錦織、逆転8強 5時間超の死闘制す テニス全豪オープン

 【メルボルン=共同】全豪オープン第8日は21日、当地で行われ、シングルス4回戦で男子の錦織圭と女子の大坂なおみ(以上日清食品)が勝ち、準々決勝に進んだ。四大大会のシングルスで日本の男女がそろって8強入りするのは昨年の全米オープンに続いて3度目で、全豪では初。

 第8シードの錦織は第23シードのパブロ・カレノブスタ(スペイン)に6−7、4−6、7−6、6−4、7−6で逆転勝ちし、全豪では3年ぶりのベスト8進出。準々決勝で第1シードのノバク・ジョコビッチ(セルビア)と対戦する。第4シードのアレクサンダー・ズベレフ(ドイツ)は敗れた。
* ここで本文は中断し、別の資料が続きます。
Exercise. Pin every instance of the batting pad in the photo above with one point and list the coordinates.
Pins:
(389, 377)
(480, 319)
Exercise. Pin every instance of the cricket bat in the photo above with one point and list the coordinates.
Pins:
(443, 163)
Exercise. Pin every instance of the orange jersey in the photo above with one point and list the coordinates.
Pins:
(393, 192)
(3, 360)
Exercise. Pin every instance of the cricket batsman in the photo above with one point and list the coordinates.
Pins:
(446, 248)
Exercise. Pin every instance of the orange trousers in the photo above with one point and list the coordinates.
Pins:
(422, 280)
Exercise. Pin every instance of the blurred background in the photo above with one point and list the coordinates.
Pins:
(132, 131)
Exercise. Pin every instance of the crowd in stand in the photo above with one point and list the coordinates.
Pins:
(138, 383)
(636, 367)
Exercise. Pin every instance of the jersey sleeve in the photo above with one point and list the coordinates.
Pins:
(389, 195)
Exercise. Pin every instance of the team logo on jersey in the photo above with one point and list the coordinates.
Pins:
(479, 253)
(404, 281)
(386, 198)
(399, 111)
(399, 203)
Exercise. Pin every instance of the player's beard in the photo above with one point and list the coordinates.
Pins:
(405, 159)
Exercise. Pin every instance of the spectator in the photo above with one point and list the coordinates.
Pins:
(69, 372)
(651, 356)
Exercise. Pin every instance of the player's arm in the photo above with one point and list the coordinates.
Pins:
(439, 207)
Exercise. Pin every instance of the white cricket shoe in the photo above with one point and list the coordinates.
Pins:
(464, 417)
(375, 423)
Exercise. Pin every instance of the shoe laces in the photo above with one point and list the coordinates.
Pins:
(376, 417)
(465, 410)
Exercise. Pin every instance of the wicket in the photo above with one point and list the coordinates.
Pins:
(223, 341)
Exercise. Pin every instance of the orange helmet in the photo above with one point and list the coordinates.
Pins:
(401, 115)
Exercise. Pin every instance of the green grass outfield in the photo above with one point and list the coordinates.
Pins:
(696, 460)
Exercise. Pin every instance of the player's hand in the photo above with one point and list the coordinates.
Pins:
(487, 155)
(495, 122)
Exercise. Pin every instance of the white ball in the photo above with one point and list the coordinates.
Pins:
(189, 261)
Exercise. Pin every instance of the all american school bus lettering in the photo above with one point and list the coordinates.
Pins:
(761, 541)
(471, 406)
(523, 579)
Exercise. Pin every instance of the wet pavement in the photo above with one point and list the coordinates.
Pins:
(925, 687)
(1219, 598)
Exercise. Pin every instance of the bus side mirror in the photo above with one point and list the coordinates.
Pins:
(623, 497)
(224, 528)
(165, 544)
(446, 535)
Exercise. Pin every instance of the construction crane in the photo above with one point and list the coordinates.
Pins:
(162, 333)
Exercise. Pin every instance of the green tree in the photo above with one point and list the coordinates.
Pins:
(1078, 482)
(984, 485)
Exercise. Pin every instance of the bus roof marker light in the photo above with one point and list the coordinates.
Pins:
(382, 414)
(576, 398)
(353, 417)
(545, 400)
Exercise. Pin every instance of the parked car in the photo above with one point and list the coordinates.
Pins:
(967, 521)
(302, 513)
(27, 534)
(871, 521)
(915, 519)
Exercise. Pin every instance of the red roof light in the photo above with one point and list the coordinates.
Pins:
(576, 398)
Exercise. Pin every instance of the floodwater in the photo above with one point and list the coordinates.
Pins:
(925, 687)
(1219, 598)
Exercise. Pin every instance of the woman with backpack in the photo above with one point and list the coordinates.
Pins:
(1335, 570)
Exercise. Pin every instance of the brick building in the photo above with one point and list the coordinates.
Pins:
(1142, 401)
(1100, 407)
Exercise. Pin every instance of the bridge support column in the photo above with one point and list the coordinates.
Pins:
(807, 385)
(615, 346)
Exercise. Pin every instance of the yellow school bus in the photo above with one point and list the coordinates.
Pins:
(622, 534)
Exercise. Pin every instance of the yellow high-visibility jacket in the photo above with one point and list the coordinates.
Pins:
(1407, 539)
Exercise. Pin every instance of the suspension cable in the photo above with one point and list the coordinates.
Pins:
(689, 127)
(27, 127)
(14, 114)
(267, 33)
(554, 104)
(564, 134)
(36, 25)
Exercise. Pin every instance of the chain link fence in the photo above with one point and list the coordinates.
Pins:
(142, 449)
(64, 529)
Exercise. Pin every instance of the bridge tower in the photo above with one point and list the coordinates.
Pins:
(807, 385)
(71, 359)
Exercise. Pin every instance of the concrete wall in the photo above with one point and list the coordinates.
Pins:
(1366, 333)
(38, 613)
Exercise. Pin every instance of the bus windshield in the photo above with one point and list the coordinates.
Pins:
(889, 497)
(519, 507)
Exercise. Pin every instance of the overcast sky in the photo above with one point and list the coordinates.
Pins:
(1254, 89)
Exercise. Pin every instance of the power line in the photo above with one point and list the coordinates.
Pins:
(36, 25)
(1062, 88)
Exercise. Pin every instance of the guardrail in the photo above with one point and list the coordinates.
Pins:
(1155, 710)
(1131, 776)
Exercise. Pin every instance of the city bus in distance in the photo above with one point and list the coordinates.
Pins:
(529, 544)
 四大大会2連勝に挑む第4シードの大坂は第13シードのアナスタシヤ・セバストワ(ラトビア)を4−6、6−3、6−4で下し、同種目の日本勢で2000年大会ベスト8の杉山愛以来19年ぶりの8強入りとなった。準々決勝で第6シードのエリナ・スビトリナ(ウクライナ)と当たる。

 元世界ランキング1位で四大大会通算23勝のセリーナ・ウィリアムズ(米国)は第1シードのシモナ・ハレプ(ルーマニア)を6−1、4−6、6−4で破った。

    ◇

 錦織は第1、第2セットを連取され、今年から最終セットで導入された10点先取のタイブレークでも5−8と追い込まれたが、驚異的な粘りではねのけた。最後は5連続ポイントで今大会最長5時間5分の打ち合いを制し、大逆転で全豪での自己最高に並ぶ8強入り。「最後まで集中力を切らさずにできた。タフになった。よく耐えたと思う」と言葉に実感を込めた。

 力強いフォアとバックを速いテンポで奥深く打ち込んでくるカレノブスタに手を焼いた。1時間16分に及んだ第1セットをタイブレークの末に失ったダメージは大きく、脚が止まった第2セットも活路が見いだせず、4−6で落とした。

 後がなくなったが「ラリー戦で攻めるように気持ちを変えた」と開き直って果敢に前に出て、重圧をかけて徐々にリズムを取り戻した。第3セットをタイブレークで奪い返すと、随所に切れのあるバックハンドをたたき込んで自らを鼓舞し、第4セットも押し切って巻き返した。

 今季開幕戦のブリスベン国際で約3年ぶりのツアー優勝を飾って意気揚々と乗り込んだが、3回戦を除いて全てフルセット勝ちと苦しみながら目標の4強入りに近づいた。準々決勝は14連敗中のジョコビッチが相手。「長いラリーに必ずなる。しっかりと体を回復させて作戦を練りたい」と次戦を見据えた。